Page MenuHomePhabricator

Should Striker's database be hosted on M5 or cloudcontrol/galera?
Closed, ResolvedPublic

Description

We're currently using M5 for openstack, striker, and wikitech.

The motivation for moving OpenStack services off of M5 are largely related to openstack having unusual database behavior that's ill-suited for the standard practices of wiki-hosting databases. That probably doesn't apply as much to Striker, which I expect acts more like a 'normal' web app. Can it stay on M5? Or is it on the verge of moving to k8s and using toolsdb?

I don't have any plans to move wikitech onto Galera, instead banking on T167973.

Event Timeline

My vote is to keep striker (and basically anything else) separate from the Openstack databases. The Openstack databases are subject to automated migrations and fun quirks about encoding as is. They tend to be destructive around number of database connections and once they are moved to the cloudcontrol cluster will be tied to cloudcontrol (Openstack) cluster operations. I don't know if we feel the same way about striker.

That said, it's not a big database, and I cannot remember us doing much in the way ops there. It just kind of runs. If we are clearing out M5 in the future, I wouldn't mind that moving to any other general-use or multiple use database server, personally. Is there such a thing, or is the plan to end M5-like servers entirely?

I too vote to keep Striker separate from the Openstack databases. Ideally we will move Striker's code off to a Kubernetes cluster at some point as well, but not into Toolforge as it uses LDAP auth which we cannot do there. More likely into the core network's Kubernetes when they are ready for non-MediaWiki services to run there.

Sounds good. I don't know if there's a long-term plan for miscellaneous DB hosting but for now I'll leave it be and we'll see if the DBAs chase us away later.

I would ideally like to get wikitech out of m5 and so m5 would only have openstack/striker databases so we could entirely hand it over to WMCS (or migrate it to somewhere else within your infra), unfortunately I don't see wikitech being moved short-term.

Allow me to offtopic here to make a relevant question. I reviewed backup policy on m5, and I got the following discrepancies:

The following databases are set to be backed up but don't exist:

  • labspuppet
  • ceilometer
  • designate_pool_manager

The following databases exist but are not set to be backed up:

  • test_labsdbaccounts

Could you clarify this and if we should change the backup policy to have a better coverage?

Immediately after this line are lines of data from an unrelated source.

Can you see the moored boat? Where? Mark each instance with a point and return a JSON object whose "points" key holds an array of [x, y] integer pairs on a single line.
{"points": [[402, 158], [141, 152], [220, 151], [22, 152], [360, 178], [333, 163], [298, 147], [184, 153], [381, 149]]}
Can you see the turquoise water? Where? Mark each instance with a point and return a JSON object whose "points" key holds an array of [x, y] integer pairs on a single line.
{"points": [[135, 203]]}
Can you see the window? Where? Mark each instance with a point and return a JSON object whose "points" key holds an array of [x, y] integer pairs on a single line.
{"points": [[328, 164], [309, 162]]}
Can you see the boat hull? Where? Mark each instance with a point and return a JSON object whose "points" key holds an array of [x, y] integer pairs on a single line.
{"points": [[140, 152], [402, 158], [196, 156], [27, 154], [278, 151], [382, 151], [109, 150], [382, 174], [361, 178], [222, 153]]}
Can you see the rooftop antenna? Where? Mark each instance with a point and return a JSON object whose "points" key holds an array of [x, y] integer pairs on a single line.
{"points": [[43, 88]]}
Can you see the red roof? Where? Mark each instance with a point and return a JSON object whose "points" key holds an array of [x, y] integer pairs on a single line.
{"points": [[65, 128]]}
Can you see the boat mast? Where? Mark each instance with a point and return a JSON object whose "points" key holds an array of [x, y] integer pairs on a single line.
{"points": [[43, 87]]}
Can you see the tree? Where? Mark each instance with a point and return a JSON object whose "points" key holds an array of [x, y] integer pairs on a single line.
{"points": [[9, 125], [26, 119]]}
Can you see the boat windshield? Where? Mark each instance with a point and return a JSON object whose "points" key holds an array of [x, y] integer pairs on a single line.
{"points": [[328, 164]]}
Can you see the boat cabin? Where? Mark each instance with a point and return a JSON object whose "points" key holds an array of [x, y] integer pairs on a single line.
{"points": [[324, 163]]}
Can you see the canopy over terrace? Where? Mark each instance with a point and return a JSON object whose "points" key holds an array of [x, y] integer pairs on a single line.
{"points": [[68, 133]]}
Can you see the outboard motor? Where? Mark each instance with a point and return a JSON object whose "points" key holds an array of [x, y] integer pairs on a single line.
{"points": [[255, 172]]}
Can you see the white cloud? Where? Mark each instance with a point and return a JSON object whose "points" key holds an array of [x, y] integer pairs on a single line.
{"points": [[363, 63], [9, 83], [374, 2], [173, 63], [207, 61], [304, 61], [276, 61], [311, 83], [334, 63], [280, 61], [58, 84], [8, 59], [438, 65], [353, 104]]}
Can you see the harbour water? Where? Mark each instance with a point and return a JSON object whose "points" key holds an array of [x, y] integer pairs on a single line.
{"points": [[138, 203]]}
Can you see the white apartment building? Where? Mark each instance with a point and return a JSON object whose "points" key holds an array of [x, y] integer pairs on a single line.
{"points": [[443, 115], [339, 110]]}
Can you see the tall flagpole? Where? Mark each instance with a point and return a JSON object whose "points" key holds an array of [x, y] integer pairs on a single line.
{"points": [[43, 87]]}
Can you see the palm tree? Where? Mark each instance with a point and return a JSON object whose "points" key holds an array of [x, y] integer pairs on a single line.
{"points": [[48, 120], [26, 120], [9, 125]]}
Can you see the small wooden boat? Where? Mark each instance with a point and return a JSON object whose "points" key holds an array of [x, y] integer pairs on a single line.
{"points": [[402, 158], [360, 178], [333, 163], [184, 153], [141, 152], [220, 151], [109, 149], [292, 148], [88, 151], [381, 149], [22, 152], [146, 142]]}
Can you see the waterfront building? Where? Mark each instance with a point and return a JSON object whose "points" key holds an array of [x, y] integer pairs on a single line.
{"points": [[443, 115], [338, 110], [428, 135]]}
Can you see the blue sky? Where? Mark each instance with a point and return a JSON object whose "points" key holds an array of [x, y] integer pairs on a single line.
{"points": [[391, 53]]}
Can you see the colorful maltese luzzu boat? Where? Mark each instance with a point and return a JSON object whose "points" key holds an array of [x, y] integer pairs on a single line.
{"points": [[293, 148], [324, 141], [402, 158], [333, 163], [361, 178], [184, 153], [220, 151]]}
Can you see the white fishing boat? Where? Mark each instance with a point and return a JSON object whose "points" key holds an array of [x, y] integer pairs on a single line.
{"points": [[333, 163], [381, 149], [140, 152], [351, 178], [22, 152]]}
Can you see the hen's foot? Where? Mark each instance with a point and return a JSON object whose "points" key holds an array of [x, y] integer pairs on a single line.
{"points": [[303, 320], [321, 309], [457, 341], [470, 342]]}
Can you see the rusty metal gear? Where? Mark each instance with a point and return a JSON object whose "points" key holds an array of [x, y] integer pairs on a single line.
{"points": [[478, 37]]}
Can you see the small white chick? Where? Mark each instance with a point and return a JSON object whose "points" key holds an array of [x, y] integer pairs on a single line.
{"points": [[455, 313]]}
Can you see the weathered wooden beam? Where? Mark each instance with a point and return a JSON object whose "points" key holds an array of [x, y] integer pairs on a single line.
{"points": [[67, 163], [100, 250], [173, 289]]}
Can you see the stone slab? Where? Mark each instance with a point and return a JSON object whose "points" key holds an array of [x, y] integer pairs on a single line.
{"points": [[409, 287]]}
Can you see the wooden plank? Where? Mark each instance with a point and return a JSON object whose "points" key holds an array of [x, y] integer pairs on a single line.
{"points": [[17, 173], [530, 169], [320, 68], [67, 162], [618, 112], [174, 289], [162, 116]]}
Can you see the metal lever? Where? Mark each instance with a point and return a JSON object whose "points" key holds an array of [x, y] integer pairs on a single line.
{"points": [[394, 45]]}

Thanks for checking, @jcrespo; answers in line:

Allow me to offtopic here to make a relevant question. I reviewed backup policy on m5, and I got the following discrepancies:

The following databases are set to be backed up but don't exist:

  • labspuppet

This is now hosted on a cloud instance, backup job can be removed

  • ceilometer

This never did anything important, backup job can be removed

  • designate_pool_manager

This was important during an earlier release of Designate but was phased out a couple of versions ago. So, again, backup job isn't needed.

The following databases exist but are not set to be backed up:

  • test_labsdbaccounts

I don't know what this is! It's probably transitory but I will ask during today's meeting.

Could you clarify this and if we should change the backup policy to have a better coverage?

Bstorm moved this task from Needs discussion to Doing on the cloud-services-team (Kanban) board.

Assigning to myself to go look into test_labsdbaccounts

I would ideally like to get wikitech out of m5 and so m5 would only have openstack/striker databases so we could entirely hand it over to WMCS (or migrate it to somewhere else within your infra), unfortunately I don't see wikitech being moved short-term.

Moving wikitech is tracked:

I really think the blockers for this are gone on the Wikitech side. We just need to do the work to move wikitech into the main hosting cluster and finally stop treating it like a snowflake.

Moving Striker is not something I remember being asked to think about before. Understanding the intent of the request would be helpful as the Toolhub project is finally planned to start moving forward in FY20/21. That project will be building new service with several architectural similarities to Striker including a need for a MySQL/MariaDB primary data store. If the intent is just to get rid of one of the misc shards, let's move Striker to one of m1-3. If the intent is to deprecate support for non-MediaWiki related schemas then I guess I will need to figure out storage support for several production applications.

I would ideally like to get wikitech out of m5 and so m5 would only have openstack/striker databases so we could entirely hand it over to WMCS (or migrate it to somewhere else within your infra), unfortunately I don't see wikitech being moved short-term.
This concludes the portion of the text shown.